Capacité d’endettement, montage avec ou sans holding, dossier bancaire, garanties demandées et crédit vendeur : comment construire un financement qui tient après le closing.

Par La rédaction Lynkflow·Mis à jour le 02 août 2026·9 min de lecture

Pourquoi une banque finance volontiers un portefeuille de courtage

Un portefeuille de courtage présente un profil que les banques comprennent bien : un flux de commissions récurrent, documenté par des bordereaux émis par des tiers solvables que sont les compagnies d’assurance, avec un historique vérifiable sur plusieurs exercices. C’est plus lisible qu’un fonds de commerce classique dont le chiffre d’affaires dépend du passage.

Le point faible du dossier est symétrique : l’actif financé est incorporel et sa valeur dépend entièrement de la fidélité des clients, donc de la qualité de la reprise. Une banque ne se rassure pas sur la garantie, qui vaut peu, elle se rassure sur la démonstration que le portefeuille survivra au changement d’interlocuteur.

C’est pourquoi un dossier de financement de reprise de courtage ne se juge pas seulement sur des ratios. Le plan de rétention pèse autant que le tableau d’amortissement, et c’est un élément que beaucoup de repreneurs négligent complètement dans leur présentation.

La banque ne se rassure pas sur la garantie, qui vaut peu. Elle se rassure sur la démonstration que le portefeuille survivra à votre arrivée.

Calculer sa capacité d’endettement

La mécanique est celle de l’actualisation. Votre capacité de remboursement annuelle, appliquée sur la durée du prêt au taux consenti, détermine le capital que ce remboursement peut amortir. Cette dette finançable, ajoutée à votre apport, forme l’enveloppe dont vous disposez pour acheter.

La durée agit fortement sur le résultat. Allonger de cinq à dix ans augmente sensiblement l’enveloppe accessible à annuité constante, au prix d’un coût total d’intérêts plus élevé. Sur une reprise de portefeuille, sept ans est la durée la plus fréquemment observée, parce qu’elle équilibre l’enveloppe et la charge annuelle sans étirer le remboursement au delà de l’horizon de visibilité sur la clientèle reprise.

L’apport reste déterminant.

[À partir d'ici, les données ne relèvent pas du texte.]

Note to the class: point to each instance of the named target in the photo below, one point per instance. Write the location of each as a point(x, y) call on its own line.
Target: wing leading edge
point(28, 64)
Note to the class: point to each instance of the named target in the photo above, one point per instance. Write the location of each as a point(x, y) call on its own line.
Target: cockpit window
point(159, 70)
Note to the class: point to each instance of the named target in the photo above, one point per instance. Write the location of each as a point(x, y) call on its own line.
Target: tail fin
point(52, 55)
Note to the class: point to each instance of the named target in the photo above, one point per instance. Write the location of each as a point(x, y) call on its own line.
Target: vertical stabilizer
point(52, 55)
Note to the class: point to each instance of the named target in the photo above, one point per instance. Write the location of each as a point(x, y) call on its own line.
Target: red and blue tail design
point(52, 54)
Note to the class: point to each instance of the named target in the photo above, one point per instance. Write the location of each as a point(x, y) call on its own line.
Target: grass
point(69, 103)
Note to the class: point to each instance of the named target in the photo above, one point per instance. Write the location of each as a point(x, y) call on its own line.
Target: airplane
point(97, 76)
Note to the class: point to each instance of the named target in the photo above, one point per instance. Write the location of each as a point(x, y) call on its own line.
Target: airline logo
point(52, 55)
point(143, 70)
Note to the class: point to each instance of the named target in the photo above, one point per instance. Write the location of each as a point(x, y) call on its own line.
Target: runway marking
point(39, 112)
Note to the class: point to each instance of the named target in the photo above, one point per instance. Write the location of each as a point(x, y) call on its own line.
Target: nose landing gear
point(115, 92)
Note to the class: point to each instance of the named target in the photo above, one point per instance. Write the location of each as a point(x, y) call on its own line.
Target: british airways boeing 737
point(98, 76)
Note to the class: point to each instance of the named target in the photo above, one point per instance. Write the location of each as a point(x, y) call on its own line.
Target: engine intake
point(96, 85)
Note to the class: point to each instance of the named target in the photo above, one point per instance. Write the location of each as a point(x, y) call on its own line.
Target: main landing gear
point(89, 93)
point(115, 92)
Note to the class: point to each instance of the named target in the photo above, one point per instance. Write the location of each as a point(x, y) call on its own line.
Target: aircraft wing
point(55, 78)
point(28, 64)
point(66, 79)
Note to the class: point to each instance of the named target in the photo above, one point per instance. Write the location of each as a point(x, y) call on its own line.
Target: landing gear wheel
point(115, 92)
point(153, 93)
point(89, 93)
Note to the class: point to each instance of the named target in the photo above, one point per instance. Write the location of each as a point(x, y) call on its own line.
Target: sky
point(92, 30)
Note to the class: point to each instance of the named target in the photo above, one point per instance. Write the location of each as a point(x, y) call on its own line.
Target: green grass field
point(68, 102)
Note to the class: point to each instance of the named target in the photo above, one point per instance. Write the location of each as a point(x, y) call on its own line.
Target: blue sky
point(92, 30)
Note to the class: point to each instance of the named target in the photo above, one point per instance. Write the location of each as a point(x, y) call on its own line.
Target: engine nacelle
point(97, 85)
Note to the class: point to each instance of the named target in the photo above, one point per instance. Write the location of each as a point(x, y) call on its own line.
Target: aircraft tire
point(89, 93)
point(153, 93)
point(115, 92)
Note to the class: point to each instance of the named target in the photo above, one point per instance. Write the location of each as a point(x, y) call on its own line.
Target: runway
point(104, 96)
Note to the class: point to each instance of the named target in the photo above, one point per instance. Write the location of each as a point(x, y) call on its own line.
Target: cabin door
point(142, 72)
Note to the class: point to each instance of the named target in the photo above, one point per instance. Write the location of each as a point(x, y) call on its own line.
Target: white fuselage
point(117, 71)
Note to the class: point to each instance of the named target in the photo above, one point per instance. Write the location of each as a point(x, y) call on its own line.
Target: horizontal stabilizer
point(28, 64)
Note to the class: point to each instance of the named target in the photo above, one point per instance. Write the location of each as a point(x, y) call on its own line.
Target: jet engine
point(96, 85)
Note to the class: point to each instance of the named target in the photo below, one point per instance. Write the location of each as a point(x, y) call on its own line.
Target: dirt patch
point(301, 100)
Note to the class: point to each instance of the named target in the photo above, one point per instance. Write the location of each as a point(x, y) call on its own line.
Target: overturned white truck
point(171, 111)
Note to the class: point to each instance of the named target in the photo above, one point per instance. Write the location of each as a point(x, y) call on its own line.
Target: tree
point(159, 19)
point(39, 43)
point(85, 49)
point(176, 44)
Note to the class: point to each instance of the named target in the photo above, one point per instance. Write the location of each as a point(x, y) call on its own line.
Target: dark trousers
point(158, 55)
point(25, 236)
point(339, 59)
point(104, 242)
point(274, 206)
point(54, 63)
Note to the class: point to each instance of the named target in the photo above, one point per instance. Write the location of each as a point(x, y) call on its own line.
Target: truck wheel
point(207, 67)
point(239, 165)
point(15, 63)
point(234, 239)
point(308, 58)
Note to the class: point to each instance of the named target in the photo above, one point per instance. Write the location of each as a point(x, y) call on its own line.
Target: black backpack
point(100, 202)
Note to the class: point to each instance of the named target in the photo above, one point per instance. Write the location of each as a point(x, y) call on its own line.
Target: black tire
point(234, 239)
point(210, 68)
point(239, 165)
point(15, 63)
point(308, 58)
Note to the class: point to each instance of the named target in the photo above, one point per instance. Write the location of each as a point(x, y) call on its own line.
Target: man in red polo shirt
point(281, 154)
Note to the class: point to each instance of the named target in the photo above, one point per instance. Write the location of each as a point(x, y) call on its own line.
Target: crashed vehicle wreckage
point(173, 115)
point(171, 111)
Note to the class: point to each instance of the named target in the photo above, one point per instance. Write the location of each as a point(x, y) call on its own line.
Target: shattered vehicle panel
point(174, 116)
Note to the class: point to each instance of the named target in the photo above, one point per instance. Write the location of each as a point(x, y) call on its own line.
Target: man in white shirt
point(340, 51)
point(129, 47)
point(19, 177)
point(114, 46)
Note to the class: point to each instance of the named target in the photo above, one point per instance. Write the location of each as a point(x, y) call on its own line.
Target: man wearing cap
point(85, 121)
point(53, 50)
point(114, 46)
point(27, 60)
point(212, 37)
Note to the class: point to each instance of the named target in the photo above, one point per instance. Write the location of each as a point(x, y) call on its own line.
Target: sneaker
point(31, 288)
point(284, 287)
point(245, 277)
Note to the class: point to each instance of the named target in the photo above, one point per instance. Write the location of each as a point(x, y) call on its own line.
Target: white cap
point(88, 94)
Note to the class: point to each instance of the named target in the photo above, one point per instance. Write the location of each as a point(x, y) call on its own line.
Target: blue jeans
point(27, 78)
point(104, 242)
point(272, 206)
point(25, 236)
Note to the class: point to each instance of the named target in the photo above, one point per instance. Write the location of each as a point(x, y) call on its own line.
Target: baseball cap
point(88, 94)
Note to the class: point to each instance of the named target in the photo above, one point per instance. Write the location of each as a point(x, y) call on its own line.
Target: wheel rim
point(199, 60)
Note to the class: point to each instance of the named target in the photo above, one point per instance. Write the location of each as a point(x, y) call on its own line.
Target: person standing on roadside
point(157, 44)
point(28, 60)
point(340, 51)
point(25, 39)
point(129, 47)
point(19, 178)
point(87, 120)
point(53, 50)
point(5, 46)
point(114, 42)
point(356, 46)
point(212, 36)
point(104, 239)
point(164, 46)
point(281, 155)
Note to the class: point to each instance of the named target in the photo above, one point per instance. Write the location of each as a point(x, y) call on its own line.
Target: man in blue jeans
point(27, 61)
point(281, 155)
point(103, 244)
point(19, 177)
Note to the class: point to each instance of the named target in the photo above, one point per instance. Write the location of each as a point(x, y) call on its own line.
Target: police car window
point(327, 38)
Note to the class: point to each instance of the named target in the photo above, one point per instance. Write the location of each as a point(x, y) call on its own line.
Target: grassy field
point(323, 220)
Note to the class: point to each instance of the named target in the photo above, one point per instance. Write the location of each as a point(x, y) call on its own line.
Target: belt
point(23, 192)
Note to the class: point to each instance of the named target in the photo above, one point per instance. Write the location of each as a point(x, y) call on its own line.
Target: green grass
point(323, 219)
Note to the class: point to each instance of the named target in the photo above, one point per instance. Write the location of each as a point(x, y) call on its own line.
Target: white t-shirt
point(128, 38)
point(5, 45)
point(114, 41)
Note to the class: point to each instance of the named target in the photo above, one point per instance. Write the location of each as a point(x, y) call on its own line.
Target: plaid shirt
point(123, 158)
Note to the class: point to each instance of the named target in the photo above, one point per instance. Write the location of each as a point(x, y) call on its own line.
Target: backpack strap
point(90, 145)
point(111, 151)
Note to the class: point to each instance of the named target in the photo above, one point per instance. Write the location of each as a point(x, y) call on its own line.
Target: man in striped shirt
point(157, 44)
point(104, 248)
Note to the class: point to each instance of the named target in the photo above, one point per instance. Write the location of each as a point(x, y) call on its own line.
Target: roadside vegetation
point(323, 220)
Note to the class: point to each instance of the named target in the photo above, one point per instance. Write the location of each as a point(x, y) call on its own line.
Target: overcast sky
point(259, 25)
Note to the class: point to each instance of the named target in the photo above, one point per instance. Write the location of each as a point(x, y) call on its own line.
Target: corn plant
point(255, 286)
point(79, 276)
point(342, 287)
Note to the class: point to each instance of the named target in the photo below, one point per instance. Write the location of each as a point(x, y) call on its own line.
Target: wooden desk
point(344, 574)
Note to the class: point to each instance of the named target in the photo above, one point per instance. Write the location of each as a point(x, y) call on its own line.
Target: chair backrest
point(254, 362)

Les montages sans apport existent mais restent difficiles et supposent des dispositifs de garantie spécifiques ainsi qu’un dossier particulièrement solide. Un apport significatif ne sert pas seulement à réduire la dette : il démontre l’engagement personnel du repreneur, ce que la banque lit comme un alignement d’intérêt.

Le montage : achat direct ou société holding

Deux structures dominent, et le choix dépend de la forme de la cession et de votre situation.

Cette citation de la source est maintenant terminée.